When some of the first cryptocurrencies emerged, they seemed mysterious and possibly risky. Many dismissed these early cryptocurrencies as only for specific groups or types of people.
Over time, a couple of them began gaining traction outside their narrow groups. As these cryptocurrencies started to become popular, they also started gaining value. Fast. It began to beg questions from less tech-savvy people about starting a new cryptocurrency.
Here’s an overview of what it takes to start a cryptocurrency.
It starts with a block
Cryptocurrencies are made up of blockchains. Each block holds specific data and a link to the blocks before and after it. These blocks make up a chain.
Blockchains are incredibly secure. If someone tampers with one block, the whole chain will fail because the data no longer matches the neighboring blocks.
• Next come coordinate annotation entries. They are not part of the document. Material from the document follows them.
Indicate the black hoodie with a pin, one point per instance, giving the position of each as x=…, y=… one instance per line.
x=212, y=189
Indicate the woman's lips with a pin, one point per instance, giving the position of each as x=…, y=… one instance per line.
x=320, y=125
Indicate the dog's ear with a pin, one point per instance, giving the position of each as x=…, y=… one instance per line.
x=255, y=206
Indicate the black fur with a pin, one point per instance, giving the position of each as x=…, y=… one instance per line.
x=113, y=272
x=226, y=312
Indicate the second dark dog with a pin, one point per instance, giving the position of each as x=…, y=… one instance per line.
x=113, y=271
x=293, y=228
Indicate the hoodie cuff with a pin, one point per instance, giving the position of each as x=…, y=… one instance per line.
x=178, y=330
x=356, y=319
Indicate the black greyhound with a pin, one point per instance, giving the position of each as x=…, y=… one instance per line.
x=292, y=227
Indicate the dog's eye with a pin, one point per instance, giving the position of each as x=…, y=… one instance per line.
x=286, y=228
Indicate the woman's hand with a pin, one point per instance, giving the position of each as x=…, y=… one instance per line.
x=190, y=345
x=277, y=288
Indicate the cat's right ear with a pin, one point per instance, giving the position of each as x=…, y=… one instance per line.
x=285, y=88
Additionally, the block would show evidence of the change in data, so it would be obvious that someone tampered with the chain.
And it’s worth something?
Giving something arbitrary a monetary value is not new. The current (fiat) paper money system felt very abstract for people who were used to gold and silver coins.
Like paper currency, cryptocurrencies begin to have value when people can use them in exchange for goods and services. Once a cryptocurrency takes the step into being used, it starts to have value.
However, unlike the fiat system, there is no centralized bank to dictate the currency’s value. Instead, these highly volatile currencies directly link to the supply and demand of the currency.